Which I can’t. I couldn’t carry a tune if you lifted it onto a garden cart for me. To wit: Once when I was the lone adult in a Sunday School musical in my church, the person running the sound system recommended that I simply mouth the words in the songs because there wasn’t a way to turn off my microphone during the show.
So, why was I singing a Daniel Powter song?
Because it was the start of a gray autumn day in Vermont, and one particular lyric from “Bad Day” got stuck in my head: “You kick up the leaves and the magic is lost.”
And, just for the record, that is the correct lyric. Some people believe Powter is singing, “You don’t eat your peas and your mama gets cross,” but they’re mistaken.
In any case, it was the wistful reference to leaves that got me singing. It had rained during the night, there had been wind, and for the first time this autumn serious numbers of leaves had fallen onto our lawn. And there was a clump of them by the maple trees in our yard in precisely the spot where, over a decade ago, our daughter had flopped around in them before she could even walk without hanging onto the coffee table. I remember the day well. I took pictures. She was tucked inside a pink fleece sweatshirt and the sort of white pants that babies wear: They balloon around the tush because they have to fit both a baby’s bottom and a diaper the size of a couch cushion. It was a brisk autumn day, and the clouds were the color of gun metal.
It was the first time that I had raked batches of leaves into a pile for her to play in.
That was a long time ago. I don’t believe our daughter has jumped into a pile of leaves in easily five years. Maybe six.
And so when I saw those leaves in our yard the other day, instantly I was transported to a spot so melancholy that I was actually singing a song by Daniel Powter.

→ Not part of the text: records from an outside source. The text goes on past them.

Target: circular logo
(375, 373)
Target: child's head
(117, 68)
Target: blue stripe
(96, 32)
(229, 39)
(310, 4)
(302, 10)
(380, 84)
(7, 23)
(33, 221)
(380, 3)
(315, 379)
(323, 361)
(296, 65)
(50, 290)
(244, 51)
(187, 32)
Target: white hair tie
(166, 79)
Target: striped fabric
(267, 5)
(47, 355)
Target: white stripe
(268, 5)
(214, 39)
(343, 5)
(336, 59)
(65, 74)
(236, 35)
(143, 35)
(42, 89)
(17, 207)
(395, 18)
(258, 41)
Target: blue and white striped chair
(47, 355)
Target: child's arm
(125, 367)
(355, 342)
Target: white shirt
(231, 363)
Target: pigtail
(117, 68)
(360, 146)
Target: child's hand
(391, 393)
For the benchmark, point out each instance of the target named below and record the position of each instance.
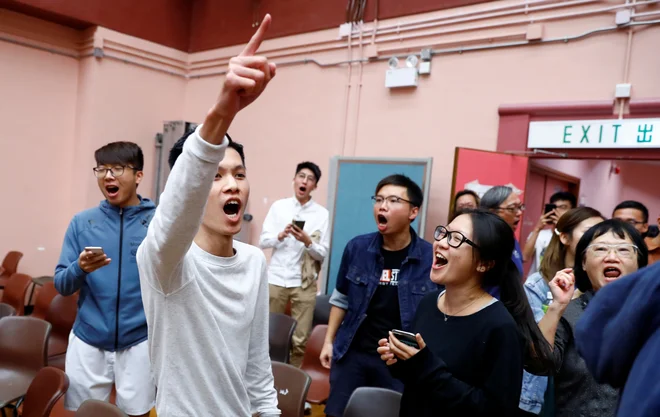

Fall can do that to a person. Any person. The days have grown short, the temperature has dipped, and the vegetable garden that was a carefully weeded world of plenty only five weeks ago suddenly looks like a jungle of inedible vines and Halloween-spooky corn stalks. The urge to cocoon for the winter, to nestle in, competes with the melancholy resignation that the world is either dying or shutting down for the season, and either way the first snow isn’t far behind. Another summer is over, your children are getting older, and you are increasingly feeble and ravaged by time. Soon you’ll be complaining that the print is too small on the Advil bottles, and actually talking about surgeries at dinner parties. If you’re a guy like me, you’ll practically need a comb for your ears.
Have I depressed you enough? Well, that was how I was feeling when I saw those leaves. My daughter really is growing up. She wears makeup now. She does her homework on her own. She goes to bed after me.
And so, forgive me, I allowed myself a moment with Daniel Powter. Cut me some slack. It could have been worse: I could have been singing James Blunt.
In any case, I promise I won’t do it again … at least until autumn returns next year, and once more I am reminded of a baby in a pink sweatshirt in a pile of leaves.